You think you know how I tiptoe to my mirror in the wee hours of the morning, my hands reaching out, not to me, but to my reflection, or what I’d hope it’d be. I can make stuff up in the dark, and in the little light that seeps through my window, I can almost see me someone who is not me, who is fairer, thinner, prettier, and then I smile.
You think you know how it hurts when people tell me I’m pretty, because all my life I’ve been told by the world that I wasn’t, and that it didn’t matter if I were funny, or talented, or kind, because people will always judge you by how you look.
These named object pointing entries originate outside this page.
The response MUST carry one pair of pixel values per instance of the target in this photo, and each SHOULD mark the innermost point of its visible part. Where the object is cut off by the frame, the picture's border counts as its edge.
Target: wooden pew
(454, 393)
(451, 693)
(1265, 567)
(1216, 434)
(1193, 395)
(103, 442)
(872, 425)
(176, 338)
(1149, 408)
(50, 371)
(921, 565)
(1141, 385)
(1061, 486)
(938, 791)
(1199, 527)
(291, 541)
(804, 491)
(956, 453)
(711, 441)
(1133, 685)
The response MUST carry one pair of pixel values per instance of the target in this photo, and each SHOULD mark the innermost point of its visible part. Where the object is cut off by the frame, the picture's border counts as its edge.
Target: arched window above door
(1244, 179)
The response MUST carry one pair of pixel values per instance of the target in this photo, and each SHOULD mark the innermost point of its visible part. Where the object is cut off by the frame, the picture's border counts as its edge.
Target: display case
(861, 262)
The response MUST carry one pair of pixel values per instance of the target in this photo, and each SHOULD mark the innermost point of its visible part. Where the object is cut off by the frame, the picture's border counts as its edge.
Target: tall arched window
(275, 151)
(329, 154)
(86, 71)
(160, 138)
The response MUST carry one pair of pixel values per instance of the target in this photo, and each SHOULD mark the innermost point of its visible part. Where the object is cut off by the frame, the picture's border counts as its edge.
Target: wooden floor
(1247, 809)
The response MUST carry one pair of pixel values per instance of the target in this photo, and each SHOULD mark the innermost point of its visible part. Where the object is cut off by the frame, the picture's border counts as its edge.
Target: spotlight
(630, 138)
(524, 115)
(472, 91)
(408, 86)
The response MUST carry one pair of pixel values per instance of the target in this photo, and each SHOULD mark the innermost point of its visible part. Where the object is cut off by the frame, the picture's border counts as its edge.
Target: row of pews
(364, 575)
You think you know that I have a patch on my scalp, a habit formed out of being told over and over that my hair was a mess and I looked like a Harry Potter half-giant. If only I hadn’t listened, because since I had, then I had to stop eating, because I thought stopping eating would mean stopping looking, but the only thing that stopping eating led to was anorexia, and hair loss, and soon my hair was no longer bushy; soon it was no longer curly; soon it was no longer soft.
You think you know me. You think you know my sleepless nights and anxiety, the way I worry about you and me and me and you and you and me and me and you and universes and millipedes and metaphors and Euripedes and myriad uses user mental milieu universal and you and me and me and you.
You think you know me.
You think you know the ridges and crooks behind my teeth that speak of ill state, of the parts of me that are bruised and purpled because of punches I self-inflict while wishing I had more bone less flab more muscle less fat more beauty less fuck, fuck fuck fuck
You think you know me.
You think my asking if I look okay is a cry for validation.
It’s not, it’s a question seeking honesty. And whenever you say yes, I think you lie.
You think you know me. You see me and you see my good deeds, my hard work, my jokes, my wit, I see a never ending cycle of trying so hard to let go of the idea of my ugly, but having it eat me alive, insides out, burnt, broken.
You think you know me, but all you do is see me.